When the director of NASA’s Marshall Space Flight Center asked which of her managers might be interested in a big job in America’s return to the moon, Lisa Watson-Morgan said she looked around her office there.

Watson-Morgan’s father had been a graphic illustrator at Marshall in the 1960s around the time Wernher von Braun ran the center, and her father’s illustrations hang on her office walls today. One of those illustrations was a crew module.

“It just seemed like a natural fit and a wonderful opportunity,” Watson-Morgan said Friday moments after NASA Administrator Jim Bridenstine introduced her as leader of the team that will build the landers to put astronauts on the moon’s surface in 2024.

The landers have been a bit of a missing link in the Trump administration’s vision of returning quickly to the moon. NASA has been working on a rocket system capable of reaching both the moon and Mars, but the landers needed to get moving, too.

Employees across NASA have been working on some of the issues. Now, they are a formal team of 360 members, and they have a leader in Watson-Morgan.
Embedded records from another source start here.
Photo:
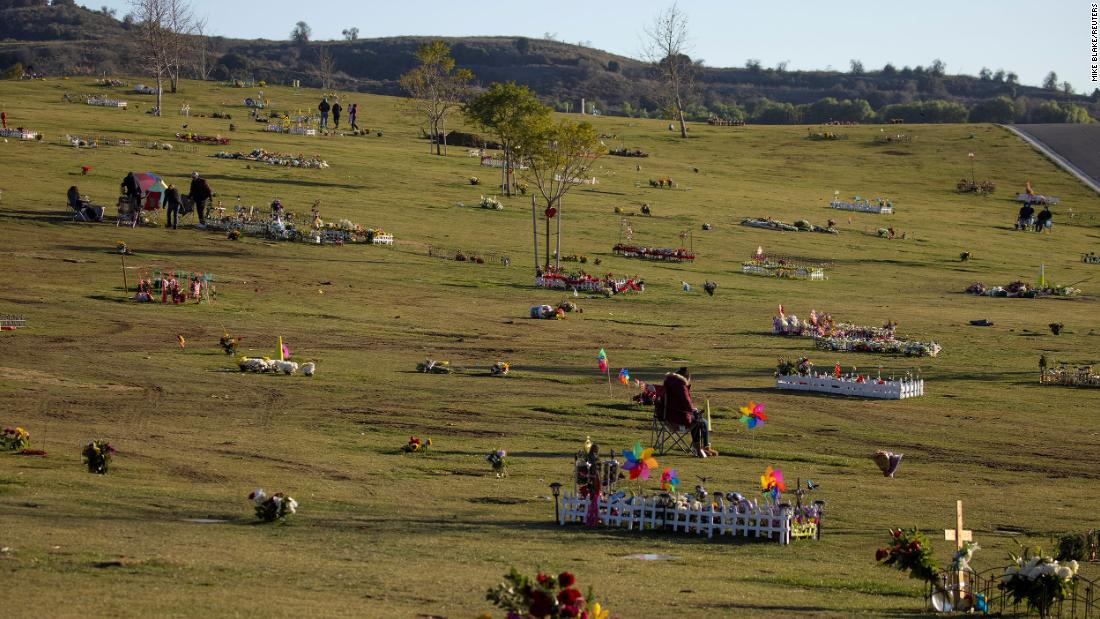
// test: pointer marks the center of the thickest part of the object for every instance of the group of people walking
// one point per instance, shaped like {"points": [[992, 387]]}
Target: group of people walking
{"points": [[1027, 220], [325, 108]]}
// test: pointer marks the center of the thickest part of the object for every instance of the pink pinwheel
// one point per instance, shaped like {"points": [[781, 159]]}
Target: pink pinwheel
{"points": [[639, 461], [669, 479], [752, 415], [771, 483]]}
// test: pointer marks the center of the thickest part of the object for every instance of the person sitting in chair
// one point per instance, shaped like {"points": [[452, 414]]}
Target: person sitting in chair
{"points": [[680, 410]]}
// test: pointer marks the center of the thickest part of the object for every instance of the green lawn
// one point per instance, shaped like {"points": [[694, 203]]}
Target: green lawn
{"points": [[384, 534]]}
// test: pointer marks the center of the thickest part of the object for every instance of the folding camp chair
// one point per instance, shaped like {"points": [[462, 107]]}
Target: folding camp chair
{"points": [[664, 434]]}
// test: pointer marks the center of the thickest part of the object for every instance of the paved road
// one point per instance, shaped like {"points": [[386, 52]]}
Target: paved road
{"points": [[1074, 146]]}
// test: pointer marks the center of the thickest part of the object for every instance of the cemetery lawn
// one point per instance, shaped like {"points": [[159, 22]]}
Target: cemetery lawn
{"points": [[385, 534]]}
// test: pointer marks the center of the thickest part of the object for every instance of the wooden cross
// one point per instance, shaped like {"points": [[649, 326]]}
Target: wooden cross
{"points": [[958, 534]]}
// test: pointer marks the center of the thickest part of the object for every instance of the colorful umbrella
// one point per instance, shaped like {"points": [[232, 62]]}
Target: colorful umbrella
{"points": [[752, 415], [639, 461]]}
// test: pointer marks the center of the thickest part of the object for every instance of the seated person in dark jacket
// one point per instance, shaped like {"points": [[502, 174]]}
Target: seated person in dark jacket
{"points": [[87, 210], [680, 410]]}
If she feels the pressure of the job and the spotlight, Watson-Morgan didn’t show it Friday at Marshall when she was introduced to the world on NASA-TV. She smiled big as she shook Bridenstine’s hand in passing while heading to the podium.

She has the qualifications to feel confident. Watson-Morgan is a 30-year NASA veteran who earned a bachelor’s degree in industrial engineering from the University of Alabama in 1991 and followed that with a master’s degree in industrial and systems engineering in 1994 and a doctorate in engineering management in 2008, both from the University of Alabama in Huntsville.

She has received NASA’s top honors including a Meritorious Presidential Rank Award in 2018, Exceptional Achievement Medal in 2010 and the Exceptional Service Medal in 2001.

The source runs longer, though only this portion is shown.